Getting started: quick steps

  1. Create an account and complete KYC.
  2. Deposit USD via supported methods.
  3. Read the rulebook for your target market (resolution source, timing, edge cases).
  4. Start with small size; place limit orders to control price and slippage.
  5. Track fees and spreads in your expected value.
  6. Manage risk with position limits and, if using the API, automation safeguards.

Tips to trade smarter

  • Model the event: Use historical data (e.g., CPI surprises) to form a prior; weigh news and surveys.
  • Mind spreads and depth: Post limit orders at mid or better; don’t chase thin books.
  • Hedge/exit: You can close positions before settlement to lock in gains or cut losses.
  • Beware event windows: Volatility spikes at data release time; plan entries and exits accordingly.

Responsible trading
Only trade with money you can afford to risk. Set personal limits, keep a log, and consider pausing during drawdowns.

FAQ

  • Is Kalshi legal in the U.S.? Yes, it operates as a regulated U.S. event‑contract exchange; product scope depends on ongoing regulatory decisions.
  • Do I earn $1 on wins? Winning contracts pay $1 at settlement; your profit is $1 minus your entry cost, less fees.
  • Can I exit before settlement? Yes—sell your contracts any time the market is open and liquid.
  • Are there bonuses? No traditional sportsbook bonuses; fee structure is the primary cost consideration.
  • What markets are available? Availability changes—check the app for currently listed categories and rulebooks.

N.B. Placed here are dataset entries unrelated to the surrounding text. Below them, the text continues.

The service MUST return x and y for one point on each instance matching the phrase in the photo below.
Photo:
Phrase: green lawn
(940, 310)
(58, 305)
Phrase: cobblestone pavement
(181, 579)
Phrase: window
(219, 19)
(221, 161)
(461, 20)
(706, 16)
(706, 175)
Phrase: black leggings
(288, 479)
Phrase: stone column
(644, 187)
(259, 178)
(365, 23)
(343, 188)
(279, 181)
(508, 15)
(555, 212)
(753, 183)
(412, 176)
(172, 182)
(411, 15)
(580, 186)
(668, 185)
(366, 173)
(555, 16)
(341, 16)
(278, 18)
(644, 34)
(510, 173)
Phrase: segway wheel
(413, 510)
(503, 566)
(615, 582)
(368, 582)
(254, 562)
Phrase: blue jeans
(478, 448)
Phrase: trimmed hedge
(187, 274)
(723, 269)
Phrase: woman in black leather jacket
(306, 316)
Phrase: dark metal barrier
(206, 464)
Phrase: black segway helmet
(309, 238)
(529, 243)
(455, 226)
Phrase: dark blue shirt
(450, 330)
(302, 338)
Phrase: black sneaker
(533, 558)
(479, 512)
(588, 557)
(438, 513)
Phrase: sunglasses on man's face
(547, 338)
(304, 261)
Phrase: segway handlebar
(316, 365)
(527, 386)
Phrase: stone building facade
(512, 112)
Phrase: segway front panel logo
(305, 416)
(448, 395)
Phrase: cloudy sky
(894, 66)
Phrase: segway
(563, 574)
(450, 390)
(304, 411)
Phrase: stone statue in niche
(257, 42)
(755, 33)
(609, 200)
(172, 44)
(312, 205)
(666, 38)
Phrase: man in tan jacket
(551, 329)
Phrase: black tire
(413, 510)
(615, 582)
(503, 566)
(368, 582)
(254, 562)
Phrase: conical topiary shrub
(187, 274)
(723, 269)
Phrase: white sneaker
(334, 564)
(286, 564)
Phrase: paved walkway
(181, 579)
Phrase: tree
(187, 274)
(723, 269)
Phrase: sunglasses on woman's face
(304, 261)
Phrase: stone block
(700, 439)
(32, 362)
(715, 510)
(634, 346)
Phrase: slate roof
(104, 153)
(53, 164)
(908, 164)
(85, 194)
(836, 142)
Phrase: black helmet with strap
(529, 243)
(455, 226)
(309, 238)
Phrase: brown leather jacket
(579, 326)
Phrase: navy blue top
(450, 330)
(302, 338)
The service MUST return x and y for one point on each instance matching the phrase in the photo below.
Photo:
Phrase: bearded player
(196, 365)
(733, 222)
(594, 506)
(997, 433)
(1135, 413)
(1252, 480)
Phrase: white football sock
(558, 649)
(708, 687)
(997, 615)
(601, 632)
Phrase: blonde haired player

Editor’s note and disclosure
This review is informational and not financial advice. Markets, categories, limits, and fees can change. We may receive affiliate commissions from some regulated partners; availability varies by state and product. Kalshi operates as a U.S.-regulated event contract exchange. It offers event contracts on real‑world outcomes (economy, politics, weather, etc.) rather than traditional sports wagers. Contracts settle to $1 if the event occurs and $0 if it does not. Trading involves market and counterparty risk; fees and regulatory limits apply. This is not investment advice.